If someone purposely and knowingly and willingly hurts me, I don't have to forgive them or the action. I don't. I have sacrificed myself too many times and paid dearly.

I think what resonates with me is not so much forgiveness, but empathy and compassion. I can attempt to understand or at least accept that a person's experiences in life brought them to this point and the exchange had very little to do with me. It's not personal. After all, hurt people hurt people. I do not have to continue a relationship with them, but offer my empathy and compassion from a distance to protect myself and my peace.

My hurdle with forgiveness is to myself. I am very hard on myself and self blame for things well beyond my control or that I contributed to out of a misguided sense of loyalty or love or fear or guilt or programming. When I can forgive myself for staying, leaving, loving, being naive, blowing up, getting small, giving in, being stubborn, behaving poorly or being hurtful in return, I can regain my sense of self trust and self love. I return to equilibrium. I don't need apologies or closure from another person to heal. I need to love and trust myself.

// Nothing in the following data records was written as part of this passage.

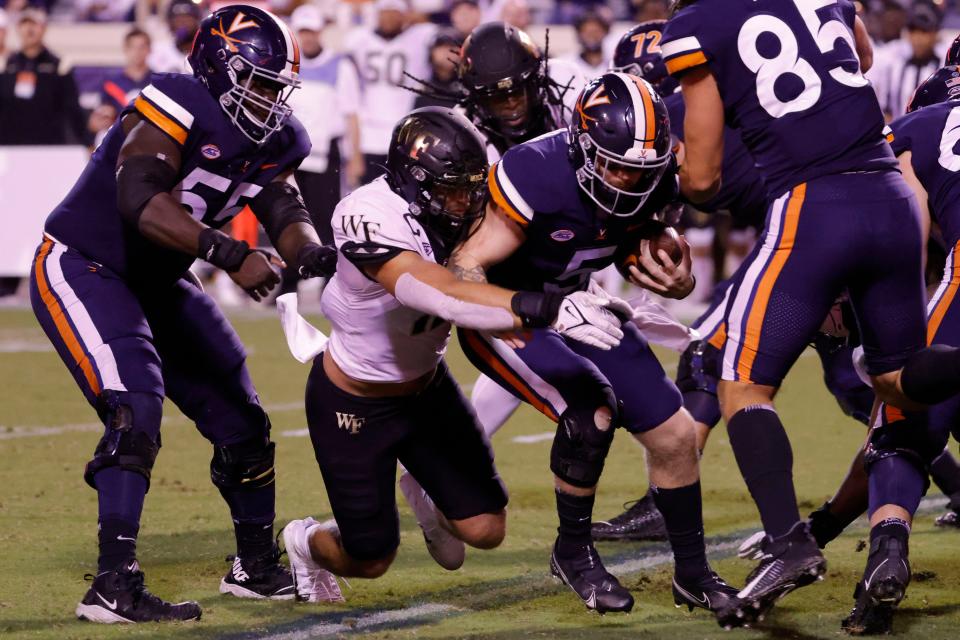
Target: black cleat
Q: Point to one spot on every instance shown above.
(786, 563)
(883, 586)
(259, 578)
(120, 596)
(708, 592)
(950, 518)
(639, 521)
(589, 579)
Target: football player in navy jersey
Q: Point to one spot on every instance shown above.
(111, 288)
(596, 184)
(787, 74)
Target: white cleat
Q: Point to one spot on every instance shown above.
(446, 549)
(313, 583)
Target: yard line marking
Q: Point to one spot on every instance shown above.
(537, 437)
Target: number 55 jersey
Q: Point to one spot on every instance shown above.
(221, 170)
(790, 80)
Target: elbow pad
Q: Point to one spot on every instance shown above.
(277, 206)
(412, 293)
(140, 178)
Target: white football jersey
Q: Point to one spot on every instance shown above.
(382, 64)
(374, 338)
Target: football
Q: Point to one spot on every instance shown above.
(649, 240)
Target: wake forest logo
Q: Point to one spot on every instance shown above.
(350, 423)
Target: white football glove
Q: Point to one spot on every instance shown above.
(592, 319)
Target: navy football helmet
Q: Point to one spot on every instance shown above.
(638, 52)
(620, 142)
(437, 162)
(942, 85)
(250, 62)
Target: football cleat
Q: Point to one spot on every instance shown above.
(883, 586)
(639, 521)
(709, 592)
(446, 549)
(585, 574)
(786, 563)
(950, 518)
(312, 582)
(120, 596)
(259, 578)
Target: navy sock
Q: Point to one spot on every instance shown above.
(120, 495)
(575, 513)
(682, 510)
(895, 480)
(253, 514)
(765, 458)
(945, 473)
(931, 375)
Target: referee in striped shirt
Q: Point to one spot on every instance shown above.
(901, 65)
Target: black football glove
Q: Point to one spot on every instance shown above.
(316, 261)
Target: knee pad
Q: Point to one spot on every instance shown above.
(911, 439)
(699, 368)
(132, 439)
(245, 465)
(580, 447)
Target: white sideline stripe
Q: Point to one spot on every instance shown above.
(537, 437)
(382, 617)
(14, 432)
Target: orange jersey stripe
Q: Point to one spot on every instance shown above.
(482, 349)
(686, 61)
(719, 337)
(60, 320)
(940, 310)
(165, 124)
(501, 200)
(751, 338)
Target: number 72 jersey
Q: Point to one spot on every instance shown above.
(790, 80)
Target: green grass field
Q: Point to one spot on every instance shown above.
(48, 524)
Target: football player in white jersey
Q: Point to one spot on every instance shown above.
(383, 55)
(381, 391)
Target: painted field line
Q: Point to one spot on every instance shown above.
(531, 439)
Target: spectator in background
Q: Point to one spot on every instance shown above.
(38, 95)
(104, 10)
(901, 66)
(328, 105)
(592, 28)
(465, 16)
(121, 87)
(383, 55)
(443, 82)
(183, 20)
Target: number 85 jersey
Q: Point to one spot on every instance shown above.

So I guess my peace of mind comes from releasing others and focusing on myself. For those who seek genuine forgiveness and feel remorse, I am magnanimous. For those who say the words, but don't back them with action, I can wish them well from a distance. As my therapist said, Trust is consistent actions over time. That equation has been my guiding light for filtering people in my life and being discerning about who I spend time with in this one beautiful life.

Each day this month, I am reading and writing about an entry from gentle reminders: SIMPLE TRUTHS FOR A MEANINGFUL LIFE by Dodinsky. This book was given to me after my divorce by a friend, with this inscription: “Let your soul sparkle.”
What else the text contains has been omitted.